There are almost as many cheeses in the world as there are cows, and if you’re limiting yourself to cheddar, Monterey jack and Parmesan cheese, you are missing out on some incredible flavors.
Paneer, queso fresco and halloumi are three cheeses loved by millions of people all over the world, and they all have one special property in common: they don’t melt. Paneer, queso fresco and halloumi cheese all soften when heated, but retain their shape and do not melt.

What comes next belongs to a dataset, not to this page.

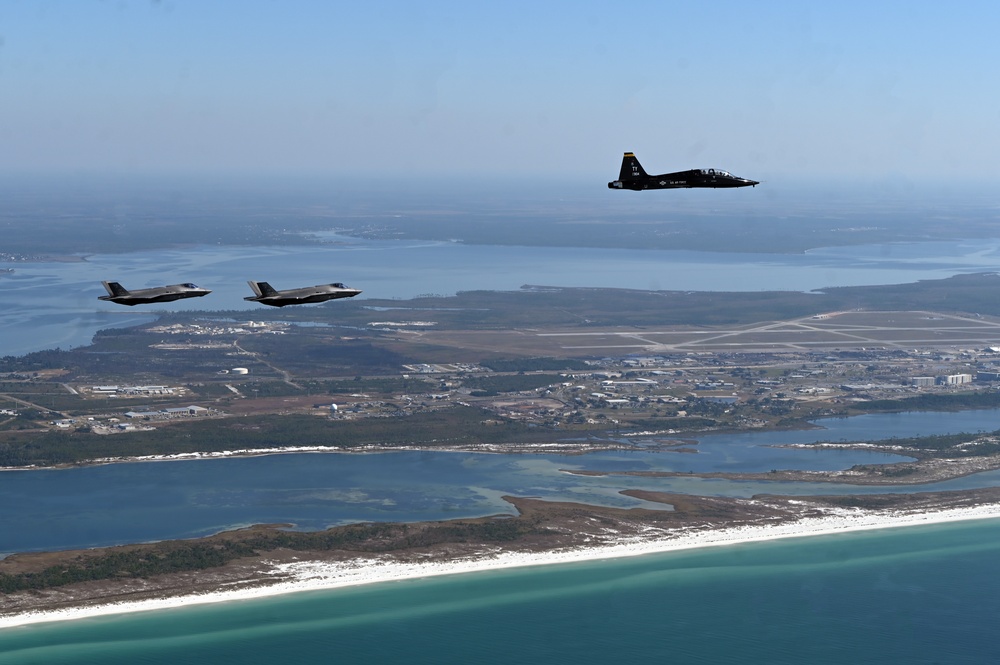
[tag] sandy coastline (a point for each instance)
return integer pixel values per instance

Ideal for hot dishes, grilling and cooking, these non-melting cheeses offer a universe of flavor for the intrepid home chef. You can find all of these cheeses in a specialty food store or ethnic supermarket. Introduce them to your kitchen to take your taste buds on a tour.

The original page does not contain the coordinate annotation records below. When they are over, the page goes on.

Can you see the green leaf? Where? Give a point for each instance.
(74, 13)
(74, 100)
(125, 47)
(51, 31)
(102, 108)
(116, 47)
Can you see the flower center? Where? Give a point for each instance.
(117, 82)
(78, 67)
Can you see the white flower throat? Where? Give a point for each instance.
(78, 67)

If you frequent Indian restaurants, you will recognize this fresh cheese (pictured above) from its popular appearance in saag paneer – a spinach-based dish served with chunky cubes of paneer. Also called “farmer cheese” in South Asia, this curd cheese gets its tang from lemon juice or vinegar. Paneer is the least salty of these three ethnic cheeses, and is rarely eaten by itself. Paneer cheese can have different consistencies, from a dough-like snack to hard slices. Paneer can also be battered and deep fried for a decadent treat. Try paneer drizzled with olive oil and served with slices of fresh tomato and whole wheat crackers, add chunks to a salad, or grill and serve with hot potatoes.
Translated as “fresh cheese,” queso fresco is the creamy Latin version of non-melting cheese that’s made with a combination of goat and cow milk. You may also have heard of queso blanco (white cheese), which is a similar variety made only with cow’s milk. Both cheeses are soft, white and mild, and queso fresco is used extensively in cooking in the Iberian Peninsula and Latin America, especially Mexico. You’ll see it crumbled on top of enchiladas, tacos, salads, soups and anything else that needs a punch. Add queso fresco to the top of your eggs in the morning, try it on sandwiches and go wild on Mexican dishes like nachos, beans and burritos.
Also called “squeaky cheese” for its unique bite, halloumi is a dense Greek cheese that's distantly related to feta. Originally produced from sheep’s milk on the island of Cyprus, today halloumi is usually made from a blend of sheep, goat and cow milk. A salty cheese with a tang, halloumi is used most often on the grill – in fact, you can throw it directly on the heat just like they do all over the Middle East and Mediterranean. Serve it up slab-style with crackers and vegetables alongside, or pan fry a slice and eat with a salad of dates, toasted walnuts and arugula. You can also cube halloumi and thread onto skewers with hunks of meat for tasty grilled cheese shish kabobs.